今回の工事で工場面積は2.5倍に拡大。新たに最新鋭のレーザー加工機も導入し、パイプの3次元加工も可能になるなど、製造のバリエーションも広がった。これにより、約3倍の製造能力を有するとともに、パイプを自由な形状に肉抜きすることで、テーブルや椅子の脚に多様なデザインを表現することが可能になった。
シースルー階段とは、踏板のみで構成されたデザイン性の高い階段。蹴込板がないため背景の景色がそのまま見えることからこういった名称で呼ばれている。昭和や平成初期の住宅では、玄関に入るとすぐに階段が現れる構造が多くみられたが、近年は家族とのコミュニケーションを増やすべく、子供部屋など上階個室への動線上にリビングを据える間取りが増加した。このためリビングに階段が設置されるケースが増えている。

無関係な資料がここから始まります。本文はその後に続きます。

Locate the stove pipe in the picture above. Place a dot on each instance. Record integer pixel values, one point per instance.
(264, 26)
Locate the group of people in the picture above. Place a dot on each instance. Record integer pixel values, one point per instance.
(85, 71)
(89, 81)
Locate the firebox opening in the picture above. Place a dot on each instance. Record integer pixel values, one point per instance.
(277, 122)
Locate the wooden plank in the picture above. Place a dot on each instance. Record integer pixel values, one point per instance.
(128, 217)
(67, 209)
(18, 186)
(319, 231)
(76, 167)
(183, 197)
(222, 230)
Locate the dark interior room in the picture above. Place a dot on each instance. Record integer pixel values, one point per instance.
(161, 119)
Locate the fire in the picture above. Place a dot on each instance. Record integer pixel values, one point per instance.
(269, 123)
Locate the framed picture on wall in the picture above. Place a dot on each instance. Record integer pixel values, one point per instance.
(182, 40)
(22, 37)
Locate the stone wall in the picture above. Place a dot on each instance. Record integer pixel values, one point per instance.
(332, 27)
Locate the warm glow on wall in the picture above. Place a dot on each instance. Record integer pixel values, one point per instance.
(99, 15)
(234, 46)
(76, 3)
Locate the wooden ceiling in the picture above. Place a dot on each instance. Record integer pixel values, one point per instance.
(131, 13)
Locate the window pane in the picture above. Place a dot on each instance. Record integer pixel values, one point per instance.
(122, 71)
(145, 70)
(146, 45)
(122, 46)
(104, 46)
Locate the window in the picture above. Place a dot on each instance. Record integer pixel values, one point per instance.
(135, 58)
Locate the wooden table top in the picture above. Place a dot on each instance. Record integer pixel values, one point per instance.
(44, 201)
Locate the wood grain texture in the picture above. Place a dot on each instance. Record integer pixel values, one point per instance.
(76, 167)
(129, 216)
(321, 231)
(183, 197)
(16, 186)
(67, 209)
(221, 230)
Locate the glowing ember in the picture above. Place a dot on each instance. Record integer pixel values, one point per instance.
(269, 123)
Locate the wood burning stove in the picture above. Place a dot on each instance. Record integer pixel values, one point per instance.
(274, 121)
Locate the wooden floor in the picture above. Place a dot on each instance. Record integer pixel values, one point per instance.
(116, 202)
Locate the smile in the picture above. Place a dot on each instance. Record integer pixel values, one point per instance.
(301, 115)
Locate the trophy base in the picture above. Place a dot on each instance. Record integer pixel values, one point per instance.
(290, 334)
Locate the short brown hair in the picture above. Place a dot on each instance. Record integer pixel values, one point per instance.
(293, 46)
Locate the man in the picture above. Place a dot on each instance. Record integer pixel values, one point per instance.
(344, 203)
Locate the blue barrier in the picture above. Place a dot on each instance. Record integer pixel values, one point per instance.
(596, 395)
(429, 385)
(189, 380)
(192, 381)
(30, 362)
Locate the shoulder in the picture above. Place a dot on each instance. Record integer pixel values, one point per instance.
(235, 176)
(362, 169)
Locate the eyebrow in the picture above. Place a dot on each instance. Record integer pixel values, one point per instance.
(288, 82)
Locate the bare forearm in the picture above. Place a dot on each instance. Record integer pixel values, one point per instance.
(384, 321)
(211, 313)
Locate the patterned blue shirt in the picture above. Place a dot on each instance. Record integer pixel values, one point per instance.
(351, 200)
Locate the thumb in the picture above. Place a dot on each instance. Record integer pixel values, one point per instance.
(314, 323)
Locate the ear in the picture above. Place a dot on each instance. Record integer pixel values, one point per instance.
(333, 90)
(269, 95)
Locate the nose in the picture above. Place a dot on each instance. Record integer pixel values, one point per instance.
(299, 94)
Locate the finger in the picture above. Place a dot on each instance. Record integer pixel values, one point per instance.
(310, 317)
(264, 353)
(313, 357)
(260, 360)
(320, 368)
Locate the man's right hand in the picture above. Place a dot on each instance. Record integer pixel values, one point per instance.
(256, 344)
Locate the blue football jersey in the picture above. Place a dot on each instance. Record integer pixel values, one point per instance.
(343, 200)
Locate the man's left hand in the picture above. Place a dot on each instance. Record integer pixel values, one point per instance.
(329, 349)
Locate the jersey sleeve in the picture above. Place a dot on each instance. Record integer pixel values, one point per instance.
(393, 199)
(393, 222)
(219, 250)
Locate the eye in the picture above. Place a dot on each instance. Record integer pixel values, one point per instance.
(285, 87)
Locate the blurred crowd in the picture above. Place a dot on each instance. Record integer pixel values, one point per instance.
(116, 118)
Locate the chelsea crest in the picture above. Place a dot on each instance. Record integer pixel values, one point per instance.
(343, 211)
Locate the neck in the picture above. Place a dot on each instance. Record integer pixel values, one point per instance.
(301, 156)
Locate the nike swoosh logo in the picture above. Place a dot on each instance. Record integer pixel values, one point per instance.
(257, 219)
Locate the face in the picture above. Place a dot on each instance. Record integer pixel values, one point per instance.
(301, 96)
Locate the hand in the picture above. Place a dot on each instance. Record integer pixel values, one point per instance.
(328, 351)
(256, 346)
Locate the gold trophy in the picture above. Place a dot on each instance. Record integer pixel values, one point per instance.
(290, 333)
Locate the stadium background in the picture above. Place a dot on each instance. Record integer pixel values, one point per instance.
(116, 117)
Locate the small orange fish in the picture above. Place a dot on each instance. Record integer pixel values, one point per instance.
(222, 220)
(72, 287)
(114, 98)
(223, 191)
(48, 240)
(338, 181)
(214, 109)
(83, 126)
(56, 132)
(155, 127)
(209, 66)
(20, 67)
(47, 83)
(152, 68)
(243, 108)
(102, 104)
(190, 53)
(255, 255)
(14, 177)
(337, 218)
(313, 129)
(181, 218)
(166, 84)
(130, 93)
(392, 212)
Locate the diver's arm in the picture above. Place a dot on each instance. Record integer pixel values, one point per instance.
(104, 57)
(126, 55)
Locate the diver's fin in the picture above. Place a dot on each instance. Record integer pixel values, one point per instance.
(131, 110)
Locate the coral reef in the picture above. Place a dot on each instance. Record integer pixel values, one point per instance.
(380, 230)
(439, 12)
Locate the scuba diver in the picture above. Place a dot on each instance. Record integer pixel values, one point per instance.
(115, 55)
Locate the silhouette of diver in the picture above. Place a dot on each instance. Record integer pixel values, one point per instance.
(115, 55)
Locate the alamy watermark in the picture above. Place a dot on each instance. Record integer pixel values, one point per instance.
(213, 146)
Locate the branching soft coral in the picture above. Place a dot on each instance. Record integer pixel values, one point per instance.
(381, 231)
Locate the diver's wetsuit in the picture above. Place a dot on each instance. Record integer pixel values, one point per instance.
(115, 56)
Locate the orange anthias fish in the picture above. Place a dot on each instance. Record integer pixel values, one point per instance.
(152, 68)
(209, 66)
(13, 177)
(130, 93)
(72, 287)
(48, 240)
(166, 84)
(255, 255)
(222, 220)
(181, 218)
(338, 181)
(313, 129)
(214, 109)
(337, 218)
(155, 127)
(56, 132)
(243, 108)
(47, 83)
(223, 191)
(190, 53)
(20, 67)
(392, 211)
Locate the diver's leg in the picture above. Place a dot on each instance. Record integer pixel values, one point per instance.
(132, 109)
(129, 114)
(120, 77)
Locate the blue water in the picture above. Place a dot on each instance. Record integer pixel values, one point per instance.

同社が施主500人、住宅事業者500人に対して実施したマイホーム建設に関するアンケート調査によると、住宅設計者の2割以上がリビング階段のある間取りを支持している。また、回答者全体の約7割近くが、リビング階段を取り入れたいという意向を示した。このように、リビングと調和し、意匠性を高めるべくシースルー階段の需要はかつてなく高まっているという。

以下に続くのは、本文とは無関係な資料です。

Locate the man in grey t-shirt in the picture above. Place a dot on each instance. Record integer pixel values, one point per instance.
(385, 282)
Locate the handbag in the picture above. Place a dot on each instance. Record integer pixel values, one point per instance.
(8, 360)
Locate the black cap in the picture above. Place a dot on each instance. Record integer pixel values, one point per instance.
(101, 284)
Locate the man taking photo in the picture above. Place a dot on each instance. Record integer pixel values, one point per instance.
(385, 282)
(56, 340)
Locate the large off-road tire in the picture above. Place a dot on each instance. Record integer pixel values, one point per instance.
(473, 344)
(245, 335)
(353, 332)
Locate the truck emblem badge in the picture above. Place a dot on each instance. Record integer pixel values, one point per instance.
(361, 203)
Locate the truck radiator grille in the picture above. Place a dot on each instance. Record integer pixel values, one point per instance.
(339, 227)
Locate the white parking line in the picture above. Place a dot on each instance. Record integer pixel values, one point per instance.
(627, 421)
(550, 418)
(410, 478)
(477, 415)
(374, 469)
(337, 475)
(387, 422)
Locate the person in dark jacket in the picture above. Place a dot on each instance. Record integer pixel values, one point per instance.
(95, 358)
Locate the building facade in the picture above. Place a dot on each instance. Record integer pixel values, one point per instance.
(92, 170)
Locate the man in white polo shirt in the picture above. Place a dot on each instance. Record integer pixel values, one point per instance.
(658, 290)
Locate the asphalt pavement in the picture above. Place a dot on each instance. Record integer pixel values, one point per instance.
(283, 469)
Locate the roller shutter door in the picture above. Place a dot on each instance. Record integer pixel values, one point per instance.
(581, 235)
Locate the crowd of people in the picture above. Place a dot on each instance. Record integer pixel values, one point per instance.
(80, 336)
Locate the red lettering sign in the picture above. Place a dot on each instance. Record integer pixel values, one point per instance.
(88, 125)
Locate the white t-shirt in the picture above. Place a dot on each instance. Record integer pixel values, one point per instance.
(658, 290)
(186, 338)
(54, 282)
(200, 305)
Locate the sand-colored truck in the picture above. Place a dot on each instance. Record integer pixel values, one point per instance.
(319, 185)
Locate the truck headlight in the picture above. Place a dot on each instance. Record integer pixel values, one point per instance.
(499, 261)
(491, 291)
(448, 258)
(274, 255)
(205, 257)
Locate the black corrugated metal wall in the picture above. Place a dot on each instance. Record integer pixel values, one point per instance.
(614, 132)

同社販促企画部の日高萌氏は、「リビングに階段を設ける住宅は増えており、ある調査によれば、全体の半数以上がそのような住居となっています。当社のシースルー階段はスチール製であるため強度が確保しやすく、結果的に線の細いデザインを実現可能です。これにより採光性に一層優れ、施主様、ハウスメーカー様に好評いただいています」と自社の強みを語った。
同社のスチール階段をはじめとした製品群は、物件ごとのセミオーダーを基本とする。寸法もさることながら、金属をつなぐ時に生じる溶接痕を目立たせなくするデザインが同社の売りだ。社内には専用の設計部隊があり、近年はその強みを活かして他分野への参入も活発。家具・インテリアもそのうちの1つだ。2023年より本格的に参入し、日経メッセ、IFFT2023に出展して受注やパートナー企業の模索を図ってきた。自社製造のスチールテーブルや椅子、ベッドだけでなく、チェアの脚部やベッドなどのOEMや、タイアップでの製品開発も取り組みが進む。
スチール家具製造も拡大へ
日高氏は、「今回の増築工事で、階段のみならず、家具の生産力も拡大しました。また、自社製品の開発だけでなく、他社協業やOEM品についても積極的に受注するよう動いています。OEMでは大量生産が条件となることが多いですが、当社の製造ラインの構成上、ロット1の受注生産でも対応が可能です。最大5mの長さで、レーザー加工、溶接、塗装を一気通貫で実施できる工場は日本でもごくわずか。加工種別ごとに工場を分けた場合と比べ、納期、価格、品質で大きなメリットを出すことができます。
それに加え、営業、設計の柔軟な対応が強みの会社なので、様々な分野でものづくりをしていきたいと考えています」と意気込みを見せた。
同社は今年11月にバンブーエキスポに出展を予定している。スチール家具を展示予定としており、協業やOEMの相談も現地で可能なようだ。